Home » Linux » What are the thread limitations when working on Linux compared to processes for network/IO-bound apps?

What are the thread limitations when working on Linux compared to processes for network/IO-bound apps?

Posted by: admin November 29, 2017 Leave a comment

Questions:

I’ve heard that under linux on multicore server it would be impossible to reach top performance when you have just 1 process but multiple threads because Linux have some limitations on the IO, so that 1 process with 8 threads on 8-core server might be slower than 8 processes.

Any comments? Are there other limitation which might slow the applications?
The applications is a network C++ application, serving 100s of clients, with some disk IO.

Update: I am concerned that there are some more IO-related issues other than the locking I implement myself… Aren’t there any issues doing simultanious network/disk IO in several threads?

Answers:

Drawbacks of Threads

Threads:

  • Serialize on memory operations. That is the kernel, and in turn the MMU must service operations such as mmap() that perform page allocations.
  • Share the same file descriptor table. There is locking involved making changes and performing lookups in this table, which stores stuff like file offsets, and other flags. Every system call made that uses this table such as open(), accept(), fcntl() must lock it to translate fd to internal file handle, and when make changes.
  • Share some scheduling attributes. Processes are constantly evaluated to determine the load they’re putting on the system, and scheduled accordingly. Lots of threads implies a higher CPU load, which the scheduler typically dislikes, and it will increase the response time on events for that process (such as reading incoming data on a socket).
  • May share some writable memory. Any memory being written to by multiple threads (especially slow if it requires fancy locking), will generate all kinds of cache contention and convoying issues. For example heap operations such as malloc() and free() operate on a global data structure (that can to some degree be worked around).

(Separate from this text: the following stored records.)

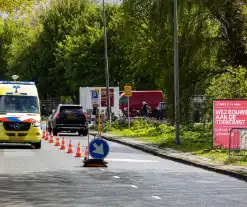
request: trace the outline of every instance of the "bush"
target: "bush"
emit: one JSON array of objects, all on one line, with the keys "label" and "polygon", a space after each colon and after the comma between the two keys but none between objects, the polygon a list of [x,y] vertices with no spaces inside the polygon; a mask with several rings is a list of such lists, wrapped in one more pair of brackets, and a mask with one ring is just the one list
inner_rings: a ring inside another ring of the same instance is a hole
[{"label": "bush", "polygon": [[[174,147],[176,145],[175,127],[168,124],[151,124],[138,119],[132,123],[130,129],[121,127],[119,124],[106,126],[107,130],[121,131],[123,136],[151,137],[154,144],[162,147]],[[210,148],[211,146],[211,124],[190,124],[181,127],[181,143],[184,148],[198,149]],[[152,138],[153,137],[153,138]]]}]

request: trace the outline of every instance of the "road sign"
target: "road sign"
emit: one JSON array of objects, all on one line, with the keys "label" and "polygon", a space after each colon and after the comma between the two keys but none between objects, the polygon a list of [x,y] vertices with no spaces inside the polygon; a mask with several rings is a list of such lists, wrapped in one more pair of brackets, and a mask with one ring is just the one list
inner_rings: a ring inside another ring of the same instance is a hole
[{"label": "road sign", "polygon": [[93,90],[92,91],[92,99],[98,99],[99,98],[99,94],[97,90]]},{"label": "road sign", "polygon": [[91,100],[92,100],[92,105],[93,107],[98,106],[99,104],[99,91],[96,90],[92,90],[91,91]]},{"label": "road sign", "polygon": [[88,152],[94,159],[104,159],[109,151],[108,143],[101,138],[96,138],[89,143]]},{"label": "road sign", "polygon": [[125,96],[132,96],[132,87],[131,86],[124,86],[124,95]]}]

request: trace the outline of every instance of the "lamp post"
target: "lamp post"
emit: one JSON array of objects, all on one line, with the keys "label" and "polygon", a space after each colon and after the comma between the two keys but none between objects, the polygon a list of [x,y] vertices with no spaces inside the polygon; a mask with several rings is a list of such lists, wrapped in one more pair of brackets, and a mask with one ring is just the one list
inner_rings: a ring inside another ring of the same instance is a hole
[{"label": "lamp post", "polygon": [[108,67],[108,53],[107,53],[107,33],[106,33],[106,14],[105,14],[105,0],[103,0],[103,20],[104,20],[104,42],[105,42],[105,79],[106,79],[106,97],[107,97],[107,119],[111,125],[110,113],[110,90],[109,90],[109,67]]},{"label": "lamp post", "polygon": [[178,65],[178,2],[174,0],[174,95],[176,143],[180,144],[180,100],[179,100],[179,65]]}]

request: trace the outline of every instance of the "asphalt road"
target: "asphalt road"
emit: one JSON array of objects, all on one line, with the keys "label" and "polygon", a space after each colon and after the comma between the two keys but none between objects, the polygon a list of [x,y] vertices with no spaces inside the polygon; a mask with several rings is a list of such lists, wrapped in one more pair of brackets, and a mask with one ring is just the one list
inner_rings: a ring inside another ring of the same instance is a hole
[{"label": "asphalt road", "polygon": [[247,206],[246,182],[108,143],[108,168],[83,168],[47,141],[40,150],[0,145],[0,206]]}]

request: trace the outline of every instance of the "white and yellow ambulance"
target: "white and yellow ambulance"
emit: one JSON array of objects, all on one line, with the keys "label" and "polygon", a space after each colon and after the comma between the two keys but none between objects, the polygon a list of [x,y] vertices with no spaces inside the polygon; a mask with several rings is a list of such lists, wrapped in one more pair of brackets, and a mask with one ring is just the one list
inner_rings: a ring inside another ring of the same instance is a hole
[{"label": "white and yellow ambulance", "polygon": [[41,148],[39,96],[34,82],[0,81],[0,143]]}]

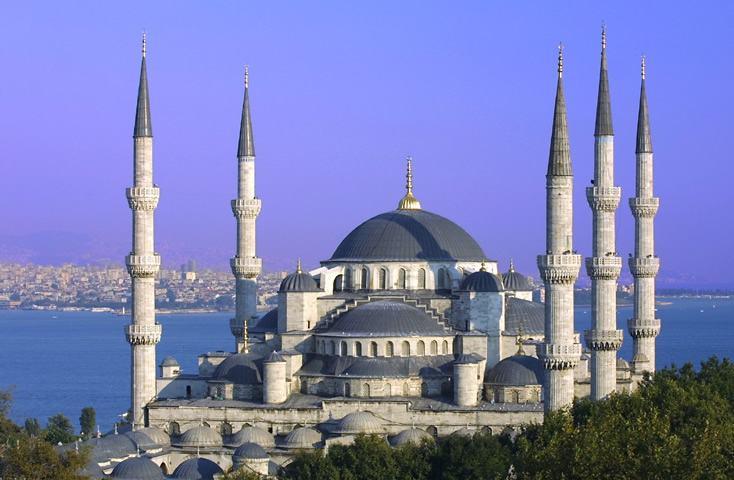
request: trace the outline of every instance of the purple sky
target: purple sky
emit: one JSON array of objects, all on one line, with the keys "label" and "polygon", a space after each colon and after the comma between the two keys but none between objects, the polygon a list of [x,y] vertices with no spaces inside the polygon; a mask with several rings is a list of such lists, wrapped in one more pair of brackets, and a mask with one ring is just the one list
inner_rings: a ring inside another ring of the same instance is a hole
[{"label": "purple sky", "polygon": [[79,232],[129,249],[124,189],[145,29],[162,252],[165,245],[222,268],[234,253],[229,201],[249,64],[266,266],[301,256],[315,267],[352,228],[394,209],[412,155],[426,210],[464,227],[502,270],[513,257],[537,277],[559,41],[575,247],[591,251],[583,189],[592,178],[604,21],[623,198],[618,251],[626,257],[634,237],[627,198],[644,53],[661,276],[734,284],[726,146],[734,4],[499,4],[4,2],[2,234]]}]

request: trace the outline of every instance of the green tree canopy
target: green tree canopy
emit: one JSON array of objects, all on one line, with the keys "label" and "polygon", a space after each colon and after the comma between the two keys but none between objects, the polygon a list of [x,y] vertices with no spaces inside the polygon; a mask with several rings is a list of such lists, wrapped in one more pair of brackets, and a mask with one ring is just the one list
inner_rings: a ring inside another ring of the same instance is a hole
[{"label": "green tree canopy", "polygon": [[74,427],[69,417],[59,413],[49,417],[46,425],[46,441],[56,445],[57,443],[70,443],[76,440]]},{"label": "green tree canopy", "polygon": [[97,412],[92,407],[82,408],[82,415],[79,417],[79,425],[86,438],[94,433],[94,427],[97,425]]}]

There are other global structures also.
  • Share credentials, this might be an issue for service-type processes.
  • Share signal handling, these will interrupt the entire process while they’re handled.

Processes or Threads?

  • If you want to make debugging easier, use threads.
  • If you are on Windows, use threads. (Processes are extremely heavyweight in Windows).
  • If stability is a huge concern, try to use processes. (One SIGSEGV/PIPE is all it takes…).
  • If threads aren’t available, use processes. (Not so common now, but it did happen).
  • If your threads share resources that can’t be use from multiple processes, use threads. (Or provide an IPC mechanism to allow communicating with the “owner” thread of the resource).
  • If you use resources that are only available on a one-per-process basis (and you one per context), obviously use processes.
  • If your processing contexts share absolutely nothing (such as a socket server that spawns and forgets connections as it accept()s them), and CPU is a bottleneck, use processes and single-threaded runtimes (which are devoid of all kinds of intense locking such as on the heap and other places).
  • One of the biggest differences between threads and processes is this: Threads use software constructs to protect data structures, processes use hardware (which is significantly faster).

Links

Questions:
Answers:

it really should make no difference but is probably about design.

A multi process app may have to do less locking but may use more memory. Sharing data between processes may be harder.

On the other hand multi process can be more robust. You can call exit() and quit the child safely mostly without affecting others.

It depends how dependent the clients are. I usually recommend the simplest solution.